While everyone struggled, Mr. Casey said that he tried to look for the silver lining, and perhaps he identified one: With all the social and political turmoil in the country last year, the pandemic allowed people to stay out of the fray.
“2020 was a strange year, not just for COVID but with our whole society,” he said. “Part of me missed contact with people; part of me was, like, ‘Boy, I don’t want to be in the middle of that.’ It was a rough time just to be around people politically and socially, and as well as the COVID. It was a mixed blessing, I think. I don’t know.”
Mr. Kraus noted that the Talkhouse was open for business seven days per week from the spring through the fall, outdoors, but with no live music — the venue’s forte — suffered from poor attendance.
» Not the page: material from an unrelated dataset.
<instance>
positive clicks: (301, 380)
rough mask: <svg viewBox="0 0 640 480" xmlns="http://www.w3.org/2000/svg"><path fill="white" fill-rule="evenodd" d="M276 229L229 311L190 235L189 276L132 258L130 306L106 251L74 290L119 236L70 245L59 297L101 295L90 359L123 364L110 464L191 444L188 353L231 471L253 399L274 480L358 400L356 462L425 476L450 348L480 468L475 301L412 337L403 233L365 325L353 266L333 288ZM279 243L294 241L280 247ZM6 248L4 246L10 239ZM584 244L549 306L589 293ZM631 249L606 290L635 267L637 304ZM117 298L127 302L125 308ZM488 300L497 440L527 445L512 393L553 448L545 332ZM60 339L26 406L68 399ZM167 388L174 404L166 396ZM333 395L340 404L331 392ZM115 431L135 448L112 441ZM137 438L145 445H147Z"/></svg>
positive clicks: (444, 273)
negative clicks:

“What brings people to the Talkhouse, as anybody that’s been there will tell you, is, first of all, the live music, and then it’s being with each other and being around people and being sweaty on the dance floor,” he said. “And then when you have a situation where you’re not allowed to have live music, and you’re not allowed to even stand up, and you have to eat something, which the Talkhouse is not known for — it’s a bad combination.”
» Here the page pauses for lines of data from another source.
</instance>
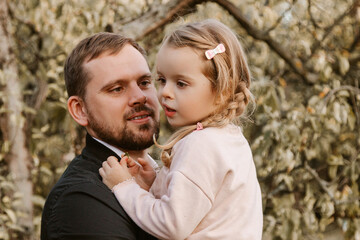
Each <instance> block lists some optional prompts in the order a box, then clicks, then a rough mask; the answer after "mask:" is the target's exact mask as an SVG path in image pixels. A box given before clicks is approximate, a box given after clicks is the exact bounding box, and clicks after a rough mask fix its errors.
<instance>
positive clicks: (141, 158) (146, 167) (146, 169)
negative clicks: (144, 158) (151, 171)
mask: <svg viewBox="0 0 360 240" xmlns="http://www.w3.org/2000/svg"><path fill="white" fill-rule="evenodd" d="M138 162H139V163H140V164H141V166H142V167H143V169H144V170H145V171H146V170H152V167H151V165H150V164H149V161H147V160H145V159H143V158H138Z"/></svg>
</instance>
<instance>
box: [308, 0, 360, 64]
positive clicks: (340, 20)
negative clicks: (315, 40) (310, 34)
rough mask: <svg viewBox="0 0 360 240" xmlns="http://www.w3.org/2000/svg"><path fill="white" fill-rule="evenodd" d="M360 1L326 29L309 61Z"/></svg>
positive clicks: (312, 53)
mask: <svg viewBox="0 0 360 240" xmlns="http://www.w3.org/2000/svg"><path fill="white" fill-rule="evenodd" d="M359 2H360V0H355V1H354V2H353V4H351V6H350V7H349V8H348V9H347V10H346V11H345V12H344V13H343V14H341V15H340V16H339V17H338V18H337V19H335V21H334V23H333V24H332V25H330V26H328V27H326V28H325V29H324V31H325V33H324V36H323V37H322V39H321V40H319V41H317V42H316V43H315V44H314V45H312V47H311V55H310V57H309V59H310V58H311V57H312V56H313V55H314V54H315V52H316V50H317V49H318V48H319V47H320V46H321V43H323V42H324V41H325V39H326V38H327V37H328V36H329V34H330V33H331V32H332V30H333V29H334V27H336V26H337V25H339V24H340V23H341V21H342V20H343V19H344V18H345V17H346V16H347V15H348V14H349V13H350V12H351V11H352V10H353V9H354V8H355V7H356V6H357V5H358V4H359Z"/></svg>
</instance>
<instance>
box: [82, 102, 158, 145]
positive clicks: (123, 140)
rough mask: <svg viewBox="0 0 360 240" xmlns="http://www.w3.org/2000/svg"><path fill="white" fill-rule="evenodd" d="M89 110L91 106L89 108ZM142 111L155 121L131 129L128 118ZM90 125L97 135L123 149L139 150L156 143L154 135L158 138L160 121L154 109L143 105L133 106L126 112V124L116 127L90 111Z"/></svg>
mask: <svg viewBox="0 0 360 240" xmlns="http://www.w3.org/2000/svg"><path fill="white" fill-rule="evenodd" d="M88 110H89V108H88ZM140 111H147V112H148V113H149V115H150V117H151V118H152V119H153V122H148V123H145V124H142V125H140V126H139V127H138V129H130V128H129V127H128V125H127V122H128V121H127V118H128V117H129V116H131V115H132V114H134V113H136V112H140ZM88 117H89V127H90V128H91V129H92V130H93V131H94V132H95V133H96V135H97V137H98V138H99V139H100V140H102V141H104V142H106V143H108V144H110V145H112V146H114V147H117V148H119V149H121V150H130V151H139V150H144V149H146V148H149V147H151V146H152V145H153V144H154V140H153V135H154V134H155V137H156V138H157V137H158V135H159V122H158V121H157V120H156V119H155V113H154V110H153V109H151V108H149V107H147V106H145V105H142V106H137V107H135V108H133V110H132V111H130V112H129V113H126V114H124V117H123V122H124V125H123V126H121V127H119V128H115V127H111V126H106V125H104V122H102V121H101V120H100V121H99V120H98V119H97V118H96V117H95V116H93V114H92V112H91V111H88Z"/></svg>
Looking forward to this spring and summer, Mr. Kraus said that while the Talkhouse’s owners are optimistic, there’s still too much up in the air to formulate a definite plan for its operation, noting that they are “looking at every scenario possible” to have a successful season.
“I feel good,” he said. “People are getting the shot, numbers are going down. If it follows the same path as 100 years ago — I’m not a scientist, but so far, it looks like it’s been doing that — after you had the great [influenza] pandemic 100 years ago, the next thing you had was the Roaring Twenties.”
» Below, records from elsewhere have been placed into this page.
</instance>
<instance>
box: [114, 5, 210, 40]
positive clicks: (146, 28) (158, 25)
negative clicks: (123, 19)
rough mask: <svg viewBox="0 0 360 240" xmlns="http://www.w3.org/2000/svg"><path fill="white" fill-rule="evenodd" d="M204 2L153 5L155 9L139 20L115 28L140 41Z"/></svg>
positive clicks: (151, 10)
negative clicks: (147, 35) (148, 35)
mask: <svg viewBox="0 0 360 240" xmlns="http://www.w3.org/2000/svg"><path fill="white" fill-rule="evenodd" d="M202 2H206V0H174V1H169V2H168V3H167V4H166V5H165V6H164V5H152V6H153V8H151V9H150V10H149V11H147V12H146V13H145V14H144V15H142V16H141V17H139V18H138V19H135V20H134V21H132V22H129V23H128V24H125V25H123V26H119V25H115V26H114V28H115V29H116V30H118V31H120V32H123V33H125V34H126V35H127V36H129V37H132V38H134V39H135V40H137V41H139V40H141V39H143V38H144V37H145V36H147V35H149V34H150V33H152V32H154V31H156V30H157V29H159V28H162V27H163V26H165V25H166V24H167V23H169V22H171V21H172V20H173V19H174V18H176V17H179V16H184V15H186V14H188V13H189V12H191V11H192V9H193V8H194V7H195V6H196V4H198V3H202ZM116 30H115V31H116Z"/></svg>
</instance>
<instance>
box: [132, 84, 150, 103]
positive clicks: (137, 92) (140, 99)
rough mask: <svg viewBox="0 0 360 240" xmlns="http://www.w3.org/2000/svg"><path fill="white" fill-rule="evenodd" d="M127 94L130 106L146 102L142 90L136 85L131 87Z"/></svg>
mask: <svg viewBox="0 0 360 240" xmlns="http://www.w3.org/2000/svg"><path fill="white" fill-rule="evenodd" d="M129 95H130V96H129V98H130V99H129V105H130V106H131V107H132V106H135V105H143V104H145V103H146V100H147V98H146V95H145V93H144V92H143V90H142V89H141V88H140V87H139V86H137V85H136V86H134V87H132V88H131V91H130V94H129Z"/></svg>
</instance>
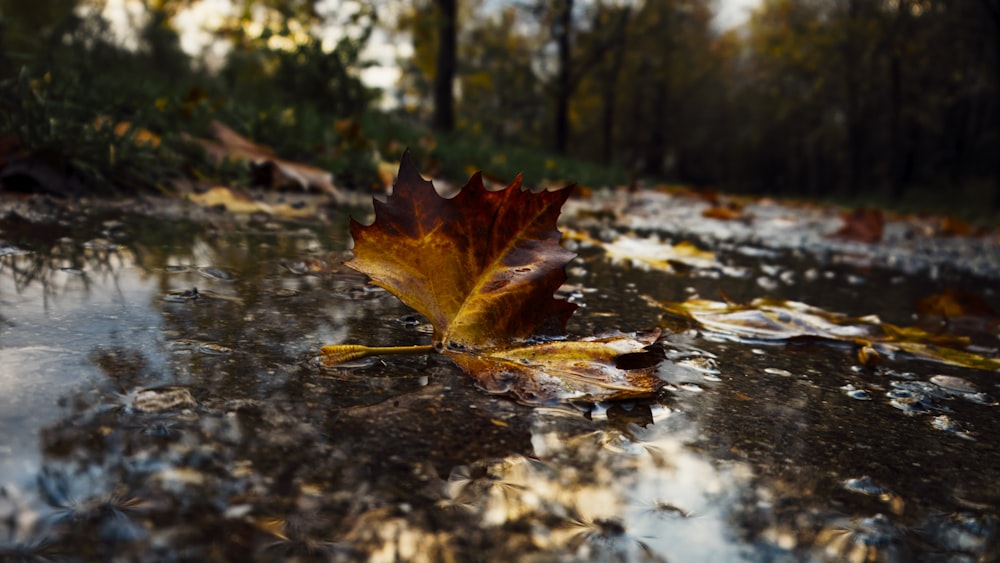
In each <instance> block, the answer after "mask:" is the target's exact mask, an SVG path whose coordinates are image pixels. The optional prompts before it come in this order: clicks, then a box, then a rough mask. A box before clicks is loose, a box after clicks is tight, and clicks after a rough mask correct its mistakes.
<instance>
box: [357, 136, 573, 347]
mask: <svg viewBox="0 0 1000 563" xmlns="http://www.w3.org/2000/svg"><path fill="white" fill-rule="evenodd" d="M568 196H569V190H560V191H555V192H541V193H537V194H532V193H531V192H529V191H525V190H522V189H521V177H520V176H518V177H517V178H516V179H515V180H514V182H513V183H512V184H511V185H510V186H508V187H507V188H505V189H503V190H498V191H487V190H486V188H484V187H483V183H482V179H481V176H480V175H479V174H476V175H474V176H473V177H472V178H471V179H470V180H469V182H468V183H467V184H466V185H465V186H464V187H463V188H462V189H461V191H460V192H459V194H458V195H457V196H455V197H454V198H452V199H444V198H442V197H441V196H439V195H438V194H437V192H436V191H435V190H434V187H433V185H432V184H431V182H428V181H427V180H424V179H423V178H422V177H420V174H419V173H418V172H417V170H416V167H415V166H414V165H413V163H412V161H411V160H410V157H409V155H408V154H404V157H403V160H402V161H401V162H400V166H399V174H398V179H397V181H396V184H395V187H394V190H393V193H392V194H391V195H390V196H389V197H388V198H386V201H385V202H384V203H383V202H380V201H378V200H375V221H374V223H372V224H371V225H368V226H365V225H362V224H361V223H358V222H357V221H355V220H352V221H351V227H350V228H351V236H352V237H353V238H354V258H353V259H352V260H351V261H349V262H347V264H346V265H347V266H348V267H350V268H353V269H355V270H357V271H359V272H362V273H364V274H367V275H368V276H370V277H371V278H372V281H373V282H374V283H375V285H378V286H380V287H382V288H384V289H386V290H388V291H389V292H391V293H392V294H393V295H395V296H396V297H398V298H399V299H400V300H401V301H403V303H406V304H407V305H409V306H410V307H412V308H413V309H415V310H416V311H417V312H418V313H420V314H422V315H424V316H425V317H427V319H428V320H429V321H430V322H431V324H432V325H433V326H434V331H435V332H434V340H435V342H447V343H450V344H454V345H457V346H474V347H483V346H489V345H493V344H500V343H507V342H511V341H514V340H517V339H523V338H526V337H528V336H532V335H541V334H549V335H554V334H561V333H562V331H563V329H564V327H565V325H566V321H567V319H569V316H570V315H571V314H572V313H573V311H574V310H575V309H576V306H575V305H573V304H571V303H569V302H567V301H564V300H560V299H556V298H555V297H553V294H554V293H555V291H556V289H558V288H559V286H560V285H562V283H563V282H564V281H566V272H565V268H564V267H565V265H566V263H567V262H569V261H570V260H571V259H573V257H574V256H575V254H573V253H572V252H570V251H568V250H566V249H564V248H563V247H562V246H561V245H560V244H559V241H560V237H561V234H560V232H559V230H558V229H556V226H555V223H556V218H557V217H558V216H559V211H560V207H561V206H562V204H563V202H565V201H566V198H567V197H568Z"/></svg>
He added, “I’m just trying to, like many others, hang in there and think they’ll all come roaring back.”
The musicians on the panel, while admittedly nervous about the future, said they were hopeful for an eventual return to normal as well, albeit slowly, perhaps.
Ms. Eaton said she remained “scared” following a year of not performing, wondering how the landscape will have changed even when the pandemic recedes.
“Nick was talking about the Roaring Twenties,” she said. “I do believe we’re going to the Roaring Twenties. I don’t think this summer is the Roaring Twenties. I think we’re still going to walk on eggshells this summer. I don’t quite think we’re in the Roaring Twenties. I think we’re still in a nebulous period, and that’s scary.”
Mr. Casey, while saying he was “raring to go,” noted that there’s also a reluctance on his part to go full throttle again, given the experiences of the past year.
“I want to do it,” he said, “but I don’t want the grind. I’m not going to kill myself doing it. I accept that things have changed. It’s like a world war. You just can’t deny it. It happened.”
Mr. Koontz, a self-described “side man” who was lucky to play a lot with different bands, said he also feels less motivated to begin playing again at the same level as prior to the pandemic.
“I think when gigs start to happen again, I can’t imagine that I’ll fall back into the same thing of just saying, ‘Sure,’ and hope that the muscle comes back,” he said.
Ms. Atlas, however, predicted a very busy summer for the musicians — although she qualified that perhaps not for all musicians. But for the pros on the panel, who have achieved a certain level of success, the demand will be there.
“I’m going to roll the dice on the fact that nobody is me, and nobody is Judy Carmichael but Judy Carmichael, and nobody is Gene Casey but Gene Casey, and nobody is Inda Eaton but Inda Eaton, and nobody is Dan Koontz but Dan Koontz,” she said. “I don’t think all musicians are going to be busy, but I think we’re going to be busy. We’re going to be as busy as we want to be.”